Saturday, September 30, 2006

movie ratings

I came across this article on the new movie “Facing the Giants”:

The Motion Picture Association of America is crystal clear when it describes why its "PG" rating exists -- it's a warning flag.

"The theme of a PG-rated film may itself call for parental guidance," the online explanation of the rating system states. "There may be some profanity in these films. There may be some violence or brief nudity. ... The PG rating, suggesting parental guidance, is thus an alert for examination of a film by parents before deciding on its viewing by their children. Obviously such a line is difficult to draw."

Disagreements are a given. The Christian moviemakers behind a low-budget film called "Facing the Giants" were stunned when the MPAA pinned a PG rating on their gentle movie about a burned-out, depressed football coach whose life -- on and off the field -- takes a miraculous turn for the better.

"What the MPAA said is that the movie contained strong 'thematic elements' that might disturb some parents," said Kris Fuhr, vice president for marketing at Provident Films, which is owned by Sony Pictures. Provident plans to open the film next fall in 380 theaters nationwide with the help of Samuel Goldwyn Films, which has worked with indie movies like "The Squid and the Whale."

Which "thematic elements" earned this squeaky-clean movie its PG?

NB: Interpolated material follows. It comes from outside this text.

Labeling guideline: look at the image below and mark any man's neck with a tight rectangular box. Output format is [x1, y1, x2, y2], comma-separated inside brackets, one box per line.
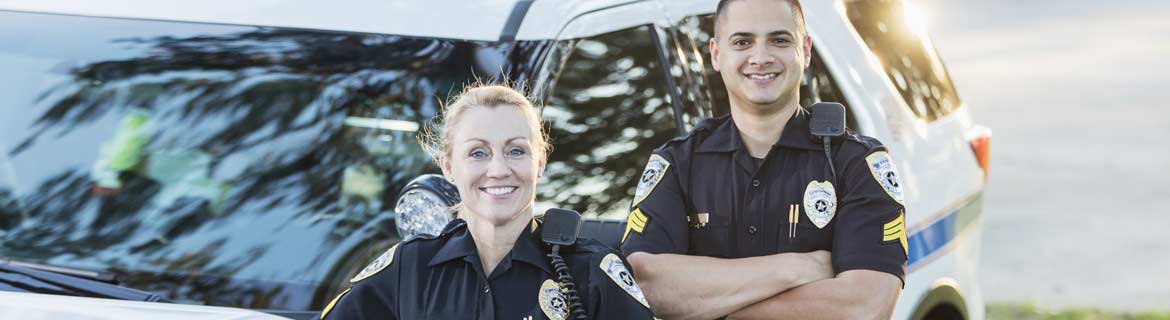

"Facing the Giants" is too evangelistic.

The MPAA, Fuhr noted, tends to offer cryptic explanations for its ratings. In this case, she was told that it "decided that the movie was heavily laden with messages from one religion and that this might offend people from other religions. It's important that they used the word 'proselytizing' when they talked about giving this movie a PG. ...

"It is kind of interesting that faith has joined that list of deadly sins that the MPAA board wants to warn parents to worry about."


One thought that comes to my mind: How many movies for children have we watched that contained no such rating warnings? We have seen many movies that taught about witchcraft or nature worship or athiestic humanism/evolution... and these movies were not considered dangerous by the ratings board. Or maybe I'm missing something.

I'm not opposed to there being some disclaimer that admits a film-maker's bias. It's just that we are subjected to anti-Christian bias all the time. It often seems that everything is acceptable...everything except that which brings honor to the name of Jesus.